Published 12:00 am Sunday, April 2, 2017

By Shavonne Walker

shavonne.walker@salisburypost.com

SALISBURY — Artist Bob Timberlake, astronaut Neil Armstrong, singer Mariah Carey, actress Andie McDowell and singer Jennifer Lopez all have something in common — they’ve all had homes built from brick made right here in Rowan County at Old Carolina Handmade Brick.

The 45-year-old company has provided their handmade bricks to build celebrity homes and for restoration projects from Colonial Williamsburg to Yale University. The brick is hand moulded on site at its 475 Majolica Road facility.

“Twenty percent of our work is restoration,” said Art Burkhart, vice president of marketing and sales.

Not many brick companies in the world still create hand moulded bricks. In fact, Old Carolina has been dubbed the “Rolls Royce” of the brick industry. The family-owned company is unique in that it does custom work on residential and commercial buildings, said David Frame, co-president of the company.

Some of the features of handmade moulded bricks are the distinctive folds, finger marks, surface irregularities that add character to each finished brick.

However, the brick making business has changed over the years and now companies are gathering inspiration elsewhere to use brick products in a different way.

No longer are companies just manufacturing bricks for homes and commercial structures, but they are also making pavers, and bringing bricks inside as focal walls.

David Frame operates the Salisbury facility while his brother, Scott Frame, operates another in Alabama.

“North Carolina has a long history of brick making even in Rowan County.
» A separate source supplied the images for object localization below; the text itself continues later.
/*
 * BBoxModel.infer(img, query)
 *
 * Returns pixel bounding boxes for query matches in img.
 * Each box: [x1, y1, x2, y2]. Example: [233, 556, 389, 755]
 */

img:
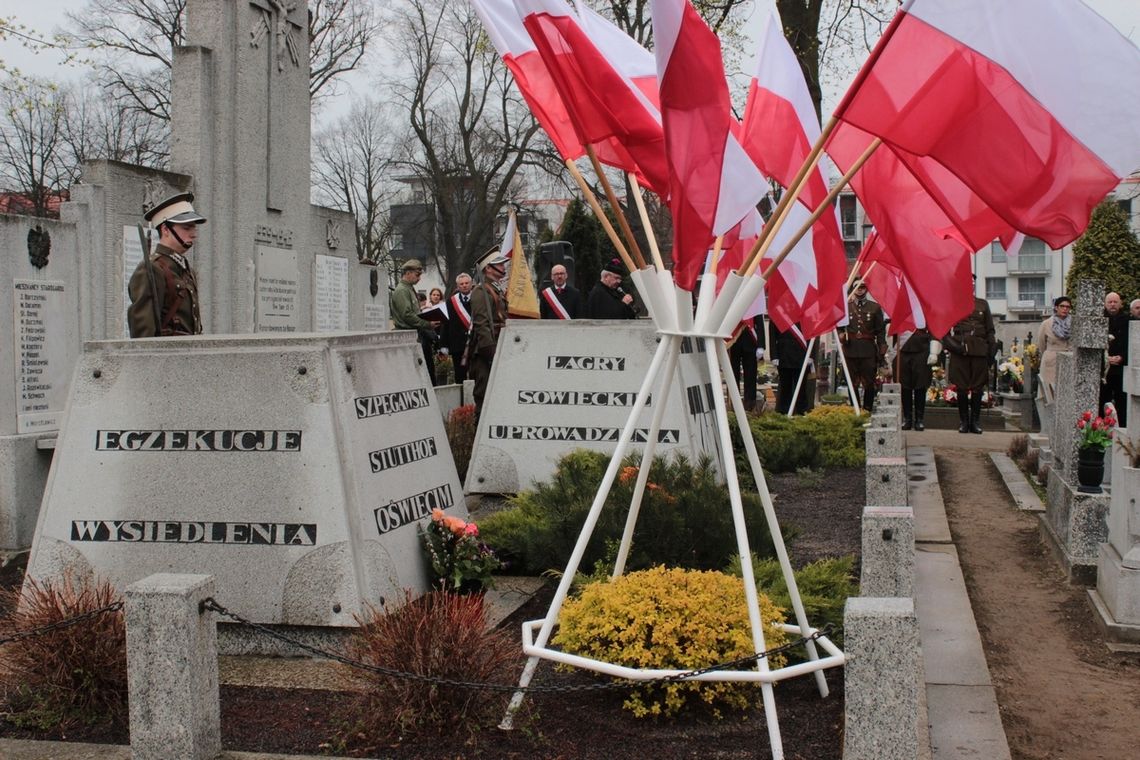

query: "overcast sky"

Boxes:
[4, 0, 1139, 124]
We get the material from Gold Hill,” David said.

The materials used to make brick are clay and shale, which are patted into shape, rolled into sand, thrown into moulds, heated in a kiln up to 2,000 degrees Fahrenheit.
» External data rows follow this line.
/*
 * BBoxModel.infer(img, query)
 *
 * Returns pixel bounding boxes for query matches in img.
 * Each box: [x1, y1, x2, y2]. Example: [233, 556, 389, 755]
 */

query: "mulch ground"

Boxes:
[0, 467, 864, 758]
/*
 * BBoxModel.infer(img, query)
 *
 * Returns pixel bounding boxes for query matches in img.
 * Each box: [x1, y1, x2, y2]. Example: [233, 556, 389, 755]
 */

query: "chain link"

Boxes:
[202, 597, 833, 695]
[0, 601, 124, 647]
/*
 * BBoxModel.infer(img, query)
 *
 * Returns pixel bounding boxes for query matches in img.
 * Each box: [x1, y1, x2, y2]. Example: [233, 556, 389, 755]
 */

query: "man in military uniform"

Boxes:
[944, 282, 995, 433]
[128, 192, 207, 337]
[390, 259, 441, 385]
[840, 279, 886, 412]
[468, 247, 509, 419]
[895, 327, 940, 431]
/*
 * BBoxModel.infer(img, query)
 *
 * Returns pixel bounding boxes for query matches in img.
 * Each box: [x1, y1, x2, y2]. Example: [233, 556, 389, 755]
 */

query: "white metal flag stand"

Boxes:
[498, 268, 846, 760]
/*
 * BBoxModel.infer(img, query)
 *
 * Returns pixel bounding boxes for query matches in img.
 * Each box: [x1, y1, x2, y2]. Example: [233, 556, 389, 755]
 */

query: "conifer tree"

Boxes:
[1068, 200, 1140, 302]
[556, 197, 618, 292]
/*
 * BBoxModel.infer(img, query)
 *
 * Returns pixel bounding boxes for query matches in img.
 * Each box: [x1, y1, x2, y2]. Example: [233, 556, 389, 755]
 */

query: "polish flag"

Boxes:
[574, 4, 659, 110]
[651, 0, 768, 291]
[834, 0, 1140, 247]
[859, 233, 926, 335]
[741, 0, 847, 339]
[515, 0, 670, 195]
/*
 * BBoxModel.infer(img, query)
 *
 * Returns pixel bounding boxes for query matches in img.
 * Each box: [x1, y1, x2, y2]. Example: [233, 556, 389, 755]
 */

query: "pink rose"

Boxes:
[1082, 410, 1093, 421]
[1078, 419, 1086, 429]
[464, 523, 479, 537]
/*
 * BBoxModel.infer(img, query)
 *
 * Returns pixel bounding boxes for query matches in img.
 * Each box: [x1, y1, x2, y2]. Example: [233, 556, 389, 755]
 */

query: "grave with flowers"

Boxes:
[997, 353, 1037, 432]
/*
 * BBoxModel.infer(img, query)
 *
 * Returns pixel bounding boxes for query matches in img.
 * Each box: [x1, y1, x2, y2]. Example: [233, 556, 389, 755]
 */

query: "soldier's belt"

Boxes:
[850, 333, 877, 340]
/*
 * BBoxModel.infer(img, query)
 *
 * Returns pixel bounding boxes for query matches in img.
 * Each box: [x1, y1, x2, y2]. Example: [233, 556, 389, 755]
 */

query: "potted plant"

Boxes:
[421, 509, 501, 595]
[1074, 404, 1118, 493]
The company not only manufactures handmade bricks, but also pavers, thin brick, and shaped bricks.

But the story of Old Carolina Handmade Brick began in 1972 with founder Dudley Frame.

The beginning

In 1942, Dudley Frame graduated with a degree in ceramic engineering from Ohio State University. He went to work for Harrop Kiln Services then joined the Army Corps of Engineers at the outbreak of WWII. He served in Africa and Europe. When the war ended, Frame returned to Ohio to work for Harrop in the design and construction of kilns and brick plants around the world.
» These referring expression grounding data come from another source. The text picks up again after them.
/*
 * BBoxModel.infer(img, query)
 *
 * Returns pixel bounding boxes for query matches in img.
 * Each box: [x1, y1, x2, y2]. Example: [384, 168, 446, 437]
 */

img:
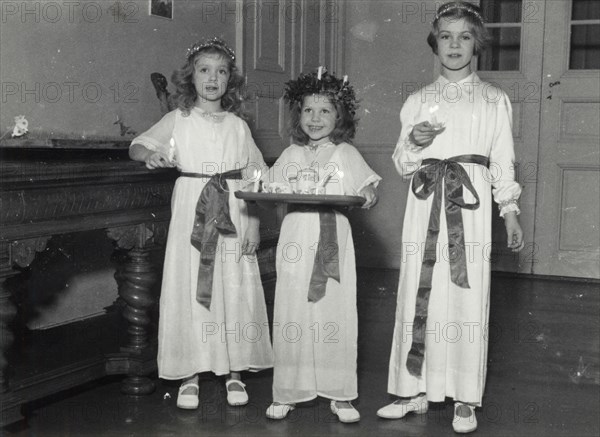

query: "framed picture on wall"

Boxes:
[150, 0, 173, 19]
In the mid 1950s, Dudley Frame and his wife Katherine moved to Salisbury. Dudley went to work for Miller Equipment Company to design and build kilns and brick plants. In 1963, the couple sold their home and bought a small brick plant in Piedmont, Ala.

A friend of Dudley’s, Ladd Johnson, actually came up with the idea of handmade brick. Johnson built the original plant in 1968 and in 1972 Dudley Frame bought the company.

Dudley Frame died in 2012 of a brain aneurysm, leaving his sons to continue the family business.

The products

Architects are knowledgeable of what’s popular in the brick industry, Frame said, so when they shifted toward bringing bricks indoors, the company shifted toward providing thin bricks for focal walls.

Old Carolina is also using bricks as part of  interior design features and outdoors including brick chips that are used similarly to mulch. Thin brick, which is a brick whose front is sawed off can then be used like tile to line a back splash in a kitchen, or in a vaulted ceiling, or as the interior of a bathroom.

Old Carolina Brick works with 150 distributors across the country who put the products in the hands of designers, architects and contractors nationwide from North Carolina to Brazil.

Charleston and Savannah are the company’s biggest markets, but they also have numerous historical restorations in Monticello, Mount Vernon, and Georgetown.